Rush Limbaugh has written a series of children’s books called the “Adventures of Rush Revere” that seeks to make learning American history fun for elementary school-age students.
The books – “Rush Revere and The Brave Pilgrims;” “Rush Revere and The First Patriots;” “Rush Revere and The American Revolution;” “Rush Revere and the Star-Spangled Banner;” and “Rush Revere and The Presidency” – have become New York Times bestsellers.
Rush Revere is a history teacher whose horse, Liberty, has the ability to travel back in time, which he does to help students understand their history.
The books, according to one reviewer, are “interlaced” with “plenty of humor” and “fairly easy to read.” A Barnes and Noble review said the books were “lighthearted, fun stories that appeal to kids and make it easy to convince them that history is far from boring.”
But when a mom found out her son’s class was using the books, she became concerned and wrote to Slate’s parent advice column. On Thursday’s the questions are answered by teachers – in this case Matthew Dicks, who teaches fifth grade in Connecticut, Cassy Sarnell, who teaches eighth grade in North Carolina, and Amy Scott, who teaches preschool special education in New York.
The question: “I have an 8-year-old in third grade, and I found out yesterday that they are reading the “Adventures of Rush Revere” series in class.

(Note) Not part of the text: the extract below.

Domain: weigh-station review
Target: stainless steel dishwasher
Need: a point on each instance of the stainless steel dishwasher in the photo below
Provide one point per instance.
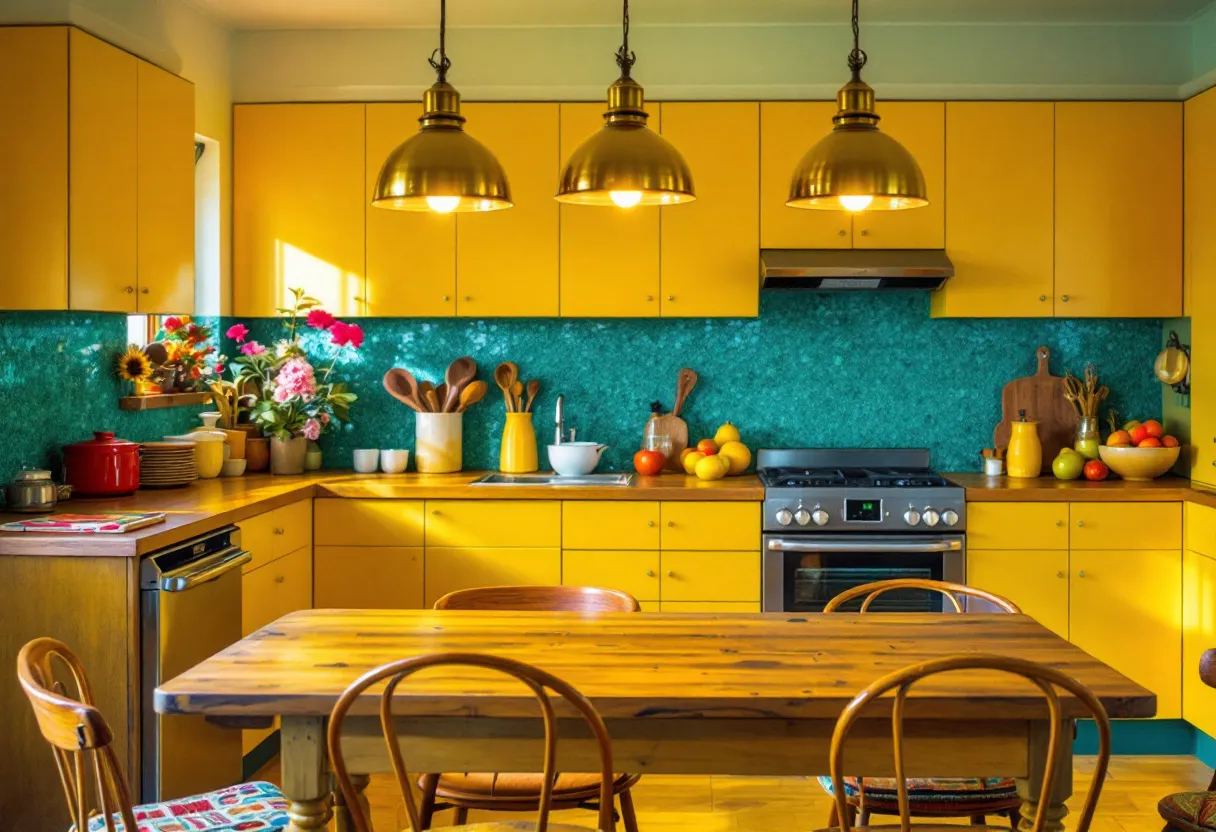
(190, 610)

I know they are children’s books and don’t contain the kind of vitriol Limbaugh is known for, but I am still concerned about the subtle messages he may be receiving about Native Americans and black people and their place in American history. Am I overreacting here? Should I talk to his teacher about my concerns? I’d like to take a thoughtful approach rather than one of outrage.”
It is signed: “Trying Not to Rush Judgment.”
Dicks responds: “I don’t think you’re overreacting. If my daughter was reading the Rush Revere books in class, I would also wonder why the teacher or school district would choose such a polarizing author when so many other quality titles are available. It strikes me as a foolish decision that is likely to create problems in the future.”
He says it won’t be easy – if the class already has begun reading the books or they were chosen by the school or school district, they probably can’t be abandoned. Instead, he urges the mom to buy copies herself and read them.
“Find out for yourself if these books contain any subtle messages about minorities and their place in American history,” he says. “Begin a conversation with your son about explicit and implicit bias and the importance applying a critical eye to everything we read. Encourage your son to ask questions about authors and their possible motives when writing.”
Trolling children’s history books for subtle biases could become an opportunity to make the son into a more critical reader, he wrote.
If biases are found – and Dicks does not appear to have heard of the books, led alone read them – then the mom should spring into action, he writes.
“If you do find these subtle messages while reading the books, document your findings and only then bring your concerns to the teacher, well-armed and well informed,” he writes. “It’s entirely possible that the teacher does not know anything about Rush Limbaugh and that these books were chosen based upon a recommendation or even based on cost. Having the evidence to support your position will be important if you hope to eliminate these books from future classrooms.”